Noble Energy to buy stakes in Falkland Oil licences

US oil and gas producer Noble Energy Inc has agreed to buy stakes in licences from Falkland Oil & Gas Ltd off the disputed islands.

Noble would acquire a 35 per cent stake in Falkland Oil's Northern Area licences, except for Loligo and Nimrod-Garrodia, and would become operator in 2013, according to a statement by London-based Falkland Oil. In the Southern Area licences, Noble would receive a 35 per cent interest, becoming operator by early 2014.

Noble is the second company Falkland Oil had found this year to share the costs and risks of drilling off the archipelago for which Margaret Thatcher fought a war to keep under British control in 1982. The company's investment in the next three years is estimated to total as much as $230 million, Falkland Oil said.

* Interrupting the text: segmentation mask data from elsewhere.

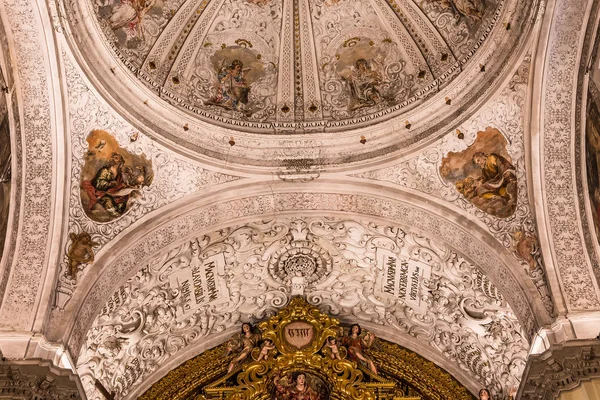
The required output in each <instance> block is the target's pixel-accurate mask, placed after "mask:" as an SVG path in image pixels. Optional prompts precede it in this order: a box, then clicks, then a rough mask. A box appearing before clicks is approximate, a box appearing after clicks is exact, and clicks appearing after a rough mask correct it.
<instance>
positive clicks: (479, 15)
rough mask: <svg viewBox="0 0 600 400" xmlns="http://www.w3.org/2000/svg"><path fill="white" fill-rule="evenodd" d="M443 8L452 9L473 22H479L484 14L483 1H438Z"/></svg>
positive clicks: (443, 0)
mask: <svg viewBox="0 0 600 400" xmlns="http://www.w3.org/2000/svg"><path fill="white" fill-rule="evenodd" d="M440 2H441V3H442V6H444V7H445V8H452V9H453V10H455V11H456V12H458V13H459V14H461V15H464V16H465V17H467V18H470V19H473V20H481V18H482V17H483V13H484V12H485V4H484V1H483V0H440Z"/></svg>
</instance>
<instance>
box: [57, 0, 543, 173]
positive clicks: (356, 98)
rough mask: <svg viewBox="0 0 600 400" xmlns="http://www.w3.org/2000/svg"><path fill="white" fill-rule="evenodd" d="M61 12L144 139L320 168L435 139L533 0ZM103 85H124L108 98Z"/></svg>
mask: <svg viewBox="0 0 600 400" xmlns="http://www.w3.org/2000/svg"><path fill="white" fill-rule="evenodd" d="M65 7H66V15H67V18H69V21H70V24H71V25H70V27H71V29H72V31H73V33H74V35H73V38H74V41H75V42H76V43H77V44H78V46H79V48H78V50H77V51H78V52H79V53H80V54H81V56H82V57H83V59H85V60H86V61H87V63H88V64H87V68H89V70H90V71H91V72H92V76H94V80H95V81H96V82H98V83H99V84H100V85H101V86H102V87H103V90H105V91H108V92H107V93H110V95H109V97H111V102H112V101H116V103H115V106H117V108H118V109H123V110H126V111H127V112H128V113H131V115H132V116H134V117H135V118H137V119H138V120H139V122H140V123H141V124H143V125H145V126H146V127H148V129H149V130H150V132H151V133H150V135H151V136H152V137H156V136H157V135H158V136H159V137H161V138H166V139H168V140H169V141H171V142H176V143H178V144H181V145H183V146H185V147H186V148H187V149H189V150H191V151H192V152H193V153H196V154H198V155H203V156H208V157H216V158H219V159H222V160H227V162H230V163H240V164H246V165H256V166H277V165H282V164H283V165H285V164H286V162H289V160H304V161H305V162H306V163H307V164H308V165H309V166H319V165H323V164H345V163H349V162H353V161H365V160H369V159H373V158H375V157H378V156H383V155H385V154H388V153H390V152H399V151H406V150H407V149H408V148H409V147H410V146H413V145H415V144H417V143H419V142H421V141H423V140H425V139H426V138H427V137H429V136H431V135H439V132H440V130H443V127H444V126H446V125H447V124H449V123H451V122H452V121H454V120H455V119H456V118H458V117H459V114H460V112H459V110H461V109H462V110H464V109H467V108H468V107H470V106H472V105H473V104H474V103H477V102H479V101H480V97H482V96H485V95H486V93H487V92H488V90H489V88H490V87H493V83H494V82H495V81H497V80H498V78H499V76H501V75H502V74H503V73H504V69H505V67H506V65H507V63H508V62H509V58H510V57H511V54H512V52H511V51H508V49H513V48H514V47H515V46H519V45H521V44H522V41H521V42H519V39H522V37H523V36H525V35H527V34H528V32H529V29H530V27H531V22H532V21H533V18H534V16H535V10H536V8H537V7H538V2H537V1H529V2H519V1H515V0H486V1H482V0H466V1H465V0H461V1H454V0H449V1H438V0H418V1H415V0H402V1H395V0H389V1H385V0H370V1H358V0H302V1H296V0H286V1H279V0H278V1H276V0H268V1H266V0H215V1H204V2H201V3H197V2H194V1H191V0H188V1H183V0H168V1H165V0H158V1H157V0H151V1H145V2H142V1H137V0H136V1H123V0H93V1H92V0H71V1H68V2H66V3H65ZM83 20H85V21H87V23H85V24H84V23H82V21H83ZM108 72H110V73H108ZM116 85H119V86H120V85H125V86H126V87H127V88H128V90H124V91H122V92H118V93H113V92H112V91H111V89H110V88H112V87H116ZM385 121H387V122H385ZM378 122H382V123H378ZM334 132H335V133H334ZM295 133H297V134H299V133H302V134H308V133H312V134H311V135H294V134H295ZM363 136H364V139H365V140H366V141H368V143H369V146H364V145H363V144H362V142H360V140H361V137H363ZM231 143H234V144H235V146H234V145H231ZM265 155H266V156H265Z"/></svg>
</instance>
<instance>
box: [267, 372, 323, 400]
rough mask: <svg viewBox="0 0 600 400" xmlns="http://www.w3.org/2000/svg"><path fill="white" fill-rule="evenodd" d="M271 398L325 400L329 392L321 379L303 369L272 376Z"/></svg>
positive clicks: (289, 399) (287, 399)
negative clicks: (305, 371) (299, 370)
mask: <svg viewBox="0 0 600 400" xmlns="http://www.w3.org/2000/svg"><path fill="white" fill-rule="evenodd" d="M273 386H274V388H275V390H274V393H273V397H272V399H273V400H327V399H329V394H328V392H327V386H326V385H325V383H324V382H323V380H322V379H320V378H318V377H317V376H314V375H312V374H310V373H306V372H304V371H295V372H294V373H292V374H289V373H288V374H285V375H283V376H280V375H279V374H277V373H276V374H275V376H274V378H273Z"/></svg>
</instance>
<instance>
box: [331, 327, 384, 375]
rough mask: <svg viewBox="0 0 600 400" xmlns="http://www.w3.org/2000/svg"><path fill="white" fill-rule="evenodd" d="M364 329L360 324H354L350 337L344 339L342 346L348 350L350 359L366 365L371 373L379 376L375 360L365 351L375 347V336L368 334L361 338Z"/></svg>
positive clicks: (346, 337) (369, 332) (368, 332)
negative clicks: (366, 353)
mask: <svg viewBox="0 0 600 400" xmlns="http://www.w3.org/2000/svg"><path fill="white" fill-rule="evenodd" d="M361 333H362V329H361V327H360V325H358V324H352V325H351V326H350V330H349V331H348V335H346V336H344V337H342V339H341V340H340V344H341V345H342V346H346V348H347V349H348V358H350V359H351V360H352V361H355V362H357V363H359V364H361V363H362V364H366V365H367V366H368V367H369V369H370V370H371V372H373V373H374V374H376V375H377V367H376V366H375V363H374V362H373V360H372V359H371V358H370V357H369V356H367V355H366V354H365V350H367V349H368V348H369V347H371V346H372V345H373V340H375V335H374V334H373V333H371V332H367V333H366V334H365V335H364V336H361Z"/></svg>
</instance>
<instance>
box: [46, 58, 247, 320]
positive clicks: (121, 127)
mask: <svg viewBox="0 0 600 400" xmlns="http://www.w3.org/2000/svg"><path fill="white" fill-rule="evenodd" d="M62 59H63V61H64V63H65V72H66V77H67V92H68V94H69V105H70V107H69V117H70V133H71V146H72V158H71V164H72V171H71V180H70V199H69V231H70V232H72V233H73V234H80V233H82V232H88V233H89V234H90V235H91V237H92V239H93V241H94V242H96V243H97V244H98V247H96V248H95V249H94V251H95V253H96V254H98V252H99V251H100V250H101V248H102V247H103V246H104V245H105V244H106V243H108V242H109V241H110V240H112V239H114V238H115V237H116V236H117V235H118V234H119V233H120V232H122V231H123V230H124V229H126V228H127V227H129V226H130V225H131V224H133V223H134V222H136V221H137V220H139V219H140V218H142V217H143V216H144V215H146V214H148V213H150V212H152V211H154V210H156V209H158V208H160V207H163V206H165V205H167V204H169V203H172V202H174V201H176V200H178V199H180V198H182V197H183V196H185V195H186V194H189V193H193V192H196V191H199V190H202V189H206V188H208V187H211V186H214V185H219V184H222V183H226V182H230V181H234V180H236V179H238V177H235V176H232V175H227V174H223V173H217V172H213V171H211V170H208V169H206V168H204V167H201V166H200V165H198V164H194V163H192V162H190V161H188V160H185V159H184V158H182V157H181V156H178V155H175V153H173V152H171V151H168V150H166V149H164V148H162V147H161V146H159V145H157V144H155V143H154V142H152V141H151V140H150V139H149V138H147V137H146V136H145V135H143V134H141V133H139V132H137V131H136V130H135V129H134V128H133V127H132V126H131V125H129V124H128V123H127V122H126V121H125V120H124V119H123V118H121V117H120V116H119V115H118V114H116V112H114V111H113V110H111V109H110V108H109V107H108V106H107V105H106V104H105V103H104V101H103V100H101V99H99V98H98V97H97V95H96V94H95V93H94V92H93V91H92V90H90V89H89V87H88V84H87V83H86V82H85V80H84V79H83V78H82V76H81V72H80V71H79V69H78V67H76V66H75V64H74V63H73V62H72V61H71V59H70V57H69V56H68V55H67V54H65V53H63V57H62ZM97 128H98V129H104V130H107V131H110V132H113V133H115V137H116V139H117V141H118V142H119V143H121V144H123V145H122V147H125V148H126V149H127V151H129V152H130V153H133V154H137V155H140V154H145V155H146V156H147V157H148V158H149V159H150V160H151V161H152V165H153V168H154V169H155V174H154V175H155V176H154V181H153V183H152V185H151V186H150V187H143V188H141V189H140V191H141V192H142V197H141V198H140V199H136V201H135V203H134V204H133V206H132V207H130V210H128V211H127V213H125V214H124V215H123V216H121V217H120V218H118V219H116V220H114V221H110V222H107V223H98V222H96V221H93V220H92V219H90V218H89V217H88V216H87V215H86V212H85V211H84V209H83V206H82V204H81V200H80V190H81V189H80V184H81V172H82V166H83V162H84V159H85V154H86V152H87V151H88V144H87V142H86V139H87V137H88V134H89V133H90V132H91V131H92V130H93V129H97ZM132 138H133V140H132ZM66 246H67V247H68V246H70V244H67V245H66ZM67 266H68V261H67V257H65V258H64V259H63V261H62V263H61V270H60V271H61V272H60V277H59V282H58V286H57V292H58V294H57V296H56V301H57V302H56V306H58V307H59V308H61V309H62V308H63V307H64V306H65V304H66V303H67V302H68V301H69V299H70V298H71V295H72V293H73V290H74V289H75V287H76V286H77V282H78V280H81V279H82V276H83V275H84V273H85V271H84V269H83V268H79V270H78V271H74V272H75V273H73V274H71V273H68V267H67Z"/></svg>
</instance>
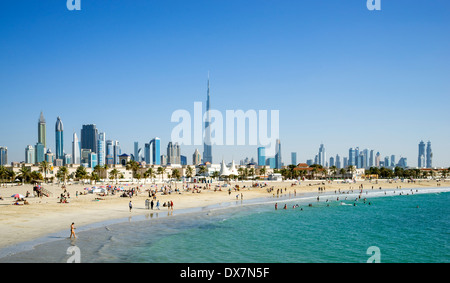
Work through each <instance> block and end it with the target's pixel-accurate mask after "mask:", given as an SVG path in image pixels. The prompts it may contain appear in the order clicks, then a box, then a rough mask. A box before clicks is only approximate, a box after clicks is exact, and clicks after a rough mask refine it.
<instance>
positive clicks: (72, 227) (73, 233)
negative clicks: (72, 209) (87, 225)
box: [69, 222, 77, 239]
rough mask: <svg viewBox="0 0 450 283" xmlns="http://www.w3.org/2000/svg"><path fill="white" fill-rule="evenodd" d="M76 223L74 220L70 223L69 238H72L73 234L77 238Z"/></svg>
mask: <svg viewBox="0 0 450 283" xmlns="http://www.w3.org/2000/svg"><path fill="white" fill-rule="evenodd" d="M74 225H75V223H74V222H72V225H70V237H69V239H72V235H73V237H74V238H76V237H77V236H76V235H75V229H76V228H75V227H74Z"/></svg>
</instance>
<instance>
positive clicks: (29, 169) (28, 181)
mask: <svg viewBox="0 0 450 283" xmlns="http://www.w3.org/2000/svg"><path fill="white" fill-rule="evenodd" d="M19 172H20V175H19V177H20V179H21V180H22V185H23V184H24V183H25V182H26V183H28V182H29V181H30V179H31V169H30V168H29V167H25V165H22V168H20V171H19Z"/></svg>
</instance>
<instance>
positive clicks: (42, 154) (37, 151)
mask: <svg viewBox="0 0 450 283" xmlns="http://www.w3.org/2000/svg"><path fill="white" fill-rule="evenodd" d="M34 148H35V154H36V161H35V163H36V164H38V163H41V162H42V161H44V160H45V147H44V145H43V144H42V143H40V142H38V143H36V146H35V147H34Z"/></svg>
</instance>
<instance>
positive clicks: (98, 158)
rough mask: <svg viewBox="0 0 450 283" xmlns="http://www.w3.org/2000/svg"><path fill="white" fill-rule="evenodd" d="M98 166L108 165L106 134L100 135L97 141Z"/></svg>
mask: <svg viewBox="0 0 450 283" xmlns="http://www.w3.org/2000/svg"><path fill="white" fill-rule="evenodd" d="M97 151H98V154H97V156H96V157H97V164H98V165H100V166H104V165H105V164H106V134H105V133H99V134H98V141H97Z"/></svg>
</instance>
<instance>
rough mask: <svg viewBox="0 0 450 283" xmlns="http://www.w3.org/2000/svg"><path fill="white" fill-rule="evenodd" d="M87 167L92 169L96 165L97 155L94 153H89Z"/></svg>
mask: <svg viewBox="0 0 450 283" xmlns="http://www.w3.org/2000/svg"><path fill="white" fill-rule="evenodd" d="M88 156H89V167H90V168H94V167H95V166H97V165H98V159H97V157H98V155H97V154H96V153H95V152H89V155H88Z"/></svg>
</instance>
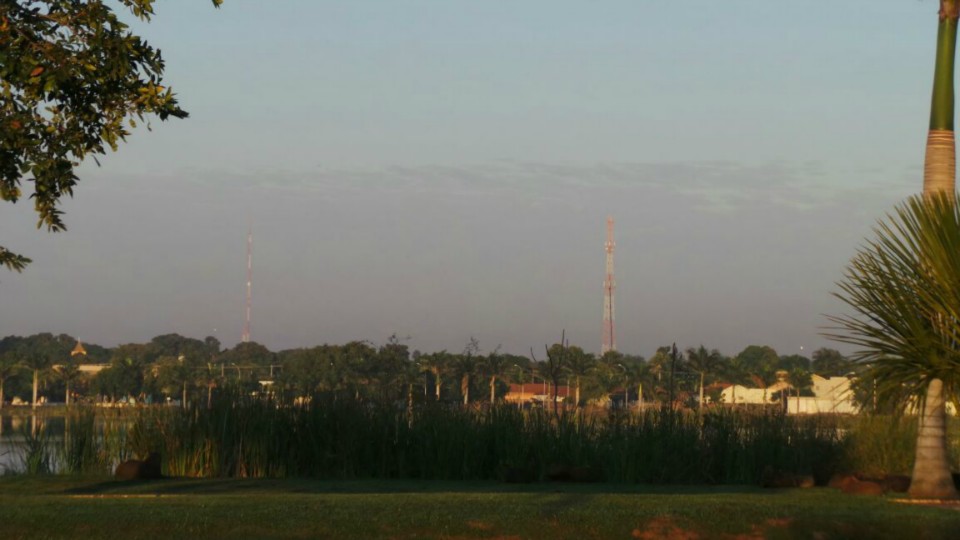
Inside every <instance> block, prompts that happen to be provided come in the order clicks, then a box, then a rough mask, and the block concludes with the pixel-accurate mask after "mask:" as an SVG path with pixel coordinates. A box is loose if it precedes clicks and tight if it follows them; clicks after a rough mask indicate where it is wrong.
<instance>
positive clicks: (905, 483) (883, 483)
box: [880, 474, 910, 493]
mask: <svg viewBox="0 0 960 540" xmlns="http://www.w3.org/2000/svg"><path fill="white" fill-rule="evenodd" d="M880 487H882V488H883V490H884V491H892V492H894V493H906V492H907V490H908V489H910V477H909V476H905V475H902V474H888V475H887V476H885V477H884V478H883V481H881V482H880Z"/></svg>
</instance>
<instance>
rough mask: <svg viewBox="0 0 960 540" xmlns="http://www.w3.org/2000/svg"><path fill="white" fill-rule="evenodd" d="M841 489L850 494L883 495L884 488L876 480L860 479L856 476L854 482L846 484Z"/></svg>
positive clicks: (850, 482)
mask: <svg viewBox="0 0 960 540" xmlns="http://www.w3.org/2000/svg"><path fill="white" fill-rule="evenodd" d="M840 489H841V491H843V492H844V493H846V494H848V495H883V488H882V487H880V484H878V483H876V482H871V481H869V480H864V481H862V482H861V481H860V480H857V479H856V478H854V479H853V481H852V482H847V483H846V484H844V486H843V487H842V488H840Z"/></svg>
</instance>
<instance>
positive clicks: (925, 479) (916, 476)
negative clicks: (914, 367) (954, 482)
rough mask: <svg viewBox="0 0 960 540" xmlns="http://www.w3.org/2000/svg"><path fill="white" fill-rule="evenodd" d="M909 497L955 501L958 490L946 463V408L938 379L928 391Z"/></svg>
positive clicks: (946, 445)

Shares of Falkland Oil surged the most since April in London trading.

''We have now brought in two highly respected international exploration and production companies,'' Falkland Oil chief executive Tim Bushell said in the statement. ''With this strong partnership in place, we have the financial and technical resources to help realise the potential from our large acreage position in the Falkland Islands.''

The company started drilling in the Loligo prospect on 3 August, it said in a separate statement today, adding that the operation would take about 60 days.

Edison International SpA, a unit of French state-controlled power company Electricite de France SA, bought a 25 per cent stake in the northern licences followed by a 12.5 per cent stake in the southern licences in June. On 12 July, Premier Oil Plc, a UK explorer with fields in the North Sea and Southeast Asia, said it would buy 60 per cent of Rockhopper Exploration Plc assets. The company was the first to make a commercial discovery in the region.

The agreement would see Noble farm-in to the northern area licences for a 35 per cent interest apart from two excluded areas and would secure total investment over the next three years of around $180 million and $230 million.